AtD, grace-filled Lew

Mark Kohut markekohut at yahoo.com
Sun Feb 12 06:34:12 CST 2012


Or to extend/contextualize by analogy, Virgil's most famous phrase is "Lacrimae rerum", 'the tears of things" used
when someone is viewing a representation of the Trojan War deaths...translated by Fagles as "the world is a world
of tears, and the burden of our mortality cuts to the heart"....


From: Mark Kohut <markekohut at yahoo.com>
To: pynchon -l <pynchon-l at waste.org> 
Sent: Sunday, February 12, 2012 7:21 AM
Subject: AtD, grace-filled Lew


Lew just sort of wandered into the detectvie business---much like Doc Sportello---by way of a sin he was supposed to have committed. 
Is his possible amnesia about his past bad action(s) a fictional represenatiaon of his lack of self-knowledge [thanks to J. Tracy who may have meant this or something similar] ? Clueless about himself, he
becomes a detective following clues?      More on this................

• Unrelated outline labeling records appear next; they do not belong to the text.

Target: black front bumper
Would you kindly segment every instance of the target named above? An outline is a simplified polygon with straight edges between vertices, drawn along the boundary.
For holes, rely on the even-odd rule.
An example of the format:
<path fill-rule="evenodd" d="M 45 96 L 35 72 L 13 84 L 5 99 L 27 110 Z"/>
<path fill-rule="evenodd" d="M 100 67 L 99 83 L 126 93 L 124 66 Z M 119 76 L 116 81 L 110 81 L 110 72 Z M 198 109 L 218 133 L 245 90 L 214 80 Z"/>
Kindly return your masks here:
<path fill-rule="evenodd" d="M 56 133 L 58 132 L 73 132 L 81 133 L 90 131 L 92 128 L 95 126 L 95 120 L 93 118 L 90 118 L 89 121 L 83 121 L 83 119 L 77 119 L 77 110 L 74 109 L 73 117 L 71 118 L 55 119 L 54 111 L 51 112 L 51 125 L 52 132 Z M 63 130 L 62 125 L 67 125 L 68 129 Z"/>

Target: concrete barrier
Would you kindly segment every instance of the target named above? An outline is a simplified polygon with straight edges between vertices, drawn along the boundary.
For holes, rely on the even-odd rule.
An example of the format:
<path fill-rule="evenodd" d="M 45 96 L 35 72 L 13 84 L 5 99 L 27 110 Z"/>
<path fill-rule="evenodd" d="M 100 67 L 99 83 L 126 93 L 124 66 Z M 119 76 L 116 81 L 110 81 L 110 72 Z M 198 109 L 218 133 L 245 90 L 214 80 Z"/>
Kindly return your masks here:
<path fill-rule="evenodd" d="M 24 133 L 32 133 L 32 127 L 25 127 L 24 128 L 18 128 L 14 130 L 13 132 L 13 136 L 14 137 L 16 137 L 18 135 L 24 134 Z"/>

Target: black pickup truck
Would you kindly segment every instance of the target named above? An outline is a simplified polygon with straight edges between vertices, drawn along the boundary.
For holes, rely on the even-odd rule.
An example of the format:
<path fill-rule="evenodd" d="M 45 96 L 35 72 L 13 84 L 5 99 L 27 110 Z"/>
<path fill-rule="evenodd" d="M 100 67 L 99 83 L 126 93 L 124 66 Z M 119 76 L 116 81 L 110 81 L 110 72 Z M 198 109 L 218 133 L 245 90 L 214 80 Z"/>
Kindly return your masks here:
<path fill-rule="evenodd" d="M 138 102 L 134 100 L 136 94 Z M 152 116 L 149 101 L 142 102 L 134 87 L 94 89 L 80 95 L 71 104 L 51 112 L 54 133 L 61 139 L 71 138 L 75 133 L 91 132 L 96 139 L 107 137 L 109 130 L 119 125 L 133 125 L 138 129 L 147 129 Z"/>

First appearance of the concept of grace. Lew realizes, almost unbearably, that things were exactly what they seemed. Specifically embodied in 
some fine lyrical prose about Chicagoans simply commuting to work on the dangerous EL......maybe also this is used to show the inevitablity
of industrial history in hard-working Chicago?......

That is, his epiphany contains the sadness--almost unbearable---of seeing that everyone risks danger every day just to make a living? 
Not just the poignance of all appearances (transitory and unique)?